世界がどれほど恐怖しようとも、セシルにとってこの光景は、大好きな旦那様が誰よりも格好良く輝いている、ただそれだけの、至福の瞬間でしかなかった。
「――私はゼクス!軍属ではない!此度は先の戦いで散った帝国兵の遺品を持って参った! 確認していただきたい!」
張り詰めた硝煙の匂いの中、一切の空気を読まないゼクスの大声が、前哨基地の広場に響き渡った。
「……は?」
バレルの思考が、完全に停止した。
周囲の兵士たちも、何を言われたのか理解できず、幽霊でも見たかのように呆然と固まっている。
軍属ではない? 遺品を持ってきた? 確認しろ……?
(……罠、か!? いや、待て……)
バレルは必死に混乱する脳細胞を回転させ、冷や汗を拭いながら思考を巡らせる。だが、すぐにひとつの結論に達した。
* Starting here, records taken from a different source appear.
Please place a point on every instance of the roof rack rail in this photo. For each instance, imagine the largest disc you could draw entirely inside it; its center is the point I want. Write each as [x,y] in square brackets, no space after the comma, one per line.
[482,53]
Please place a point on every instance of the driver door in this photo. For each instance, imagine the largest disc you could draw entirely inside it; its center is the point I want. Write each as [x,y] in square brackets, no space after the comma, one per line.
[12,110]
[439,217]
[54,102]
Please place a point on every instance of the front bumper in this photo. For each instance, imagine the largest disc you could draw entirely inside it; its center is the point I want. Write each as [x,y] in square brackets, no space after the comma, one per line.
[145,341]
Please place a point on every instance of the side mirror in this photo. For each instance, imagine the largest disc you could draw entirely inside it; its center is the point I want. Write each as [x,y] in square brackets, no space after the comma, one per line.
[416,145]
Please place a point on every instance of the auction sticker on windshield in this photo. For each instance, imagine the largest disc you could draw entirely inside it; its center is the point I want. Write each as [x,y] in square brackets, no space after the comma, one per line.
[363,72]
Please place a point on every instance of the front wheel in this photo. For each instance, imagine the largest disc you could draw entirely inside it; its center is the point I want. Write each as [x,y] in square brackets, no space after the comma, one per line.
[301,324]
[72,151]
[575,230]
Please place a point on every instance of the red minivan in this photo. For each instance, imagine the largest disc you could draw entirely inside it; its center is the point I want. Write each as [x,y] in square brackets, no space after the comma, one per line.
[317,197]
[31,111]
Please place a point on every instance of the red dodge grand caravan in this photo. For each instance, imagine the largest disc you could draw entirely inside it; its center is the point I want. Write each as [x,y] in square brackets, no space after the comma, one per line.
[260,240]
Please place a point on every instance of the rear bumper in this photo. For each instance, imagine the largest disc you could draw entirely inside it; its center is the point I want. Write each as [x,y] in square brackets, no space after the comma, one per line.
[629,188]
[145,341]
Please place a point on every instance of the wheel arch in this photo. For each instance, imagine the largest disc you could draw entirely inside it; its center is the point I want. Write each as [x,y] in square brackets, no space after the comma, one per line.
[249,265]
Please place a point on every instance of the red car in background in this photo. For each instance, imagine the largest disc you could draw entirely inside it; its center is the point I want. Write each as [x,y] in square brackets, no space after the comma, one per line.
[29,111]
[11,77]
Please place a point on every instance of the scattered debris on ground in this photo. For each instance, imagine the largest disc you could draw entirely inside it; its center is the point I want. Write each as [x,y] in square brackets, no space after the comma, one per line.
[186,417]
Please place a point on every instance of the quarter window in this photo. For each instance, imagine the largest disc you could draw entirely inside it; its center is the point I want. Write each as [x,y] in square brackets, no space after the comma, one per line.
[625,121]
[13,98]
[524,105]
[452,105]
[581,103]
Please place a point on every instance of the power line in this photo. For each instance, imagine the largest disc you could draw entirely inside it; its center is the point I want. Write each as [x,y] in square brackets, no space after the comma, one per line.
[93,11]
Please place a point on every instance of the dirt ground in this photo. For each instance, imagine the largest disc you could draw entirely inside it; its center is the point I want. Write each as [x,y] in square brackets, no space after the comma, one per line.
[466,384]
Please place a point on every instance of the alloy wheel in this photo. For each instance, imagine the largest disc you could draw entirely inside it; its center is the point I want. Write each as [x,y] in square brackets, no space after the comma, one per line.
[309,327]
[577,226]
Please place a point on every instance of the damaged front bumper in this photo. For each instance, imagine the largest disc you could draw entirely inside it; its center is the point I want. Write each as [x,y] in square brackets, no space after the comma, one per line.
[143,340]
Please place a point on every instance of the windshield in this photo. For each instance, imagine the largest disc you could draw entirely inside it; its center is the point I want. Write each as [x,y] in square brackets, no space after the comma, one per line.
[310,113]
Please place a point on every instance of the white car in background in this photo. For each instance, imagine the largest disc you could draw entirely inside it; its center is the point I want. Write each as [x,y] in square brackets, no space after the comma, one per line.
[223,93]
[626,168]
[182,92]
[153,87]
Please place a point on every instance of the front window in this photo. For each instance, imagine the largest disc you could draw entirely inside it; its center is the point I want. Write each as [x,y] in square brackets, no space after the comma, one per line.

(あり得ん。これほどの、神に等しき圧倒的な力を持つ怪物なのだ。我らを罠に嵌める必要などどこにある? そもそも敵を全滅させたいだけならば、罠など使わずとも、あの恐るべき魔術で視界の外から狙撃すれば事足りるはずだ……!)
そして何より、軍属ではないという言葉。それが真実なら、目の前の怪物は国家の命令ではなく、ただの「個人」として動き、そして本気で、ただ純粋に「遺品を届けにきた」と言っていることになる。
罠ではない。それは理解できた。
さりとて、バレルには、このあまりにも常識外れな男の申し出の「真意」を、どうしても理解することができなかった――。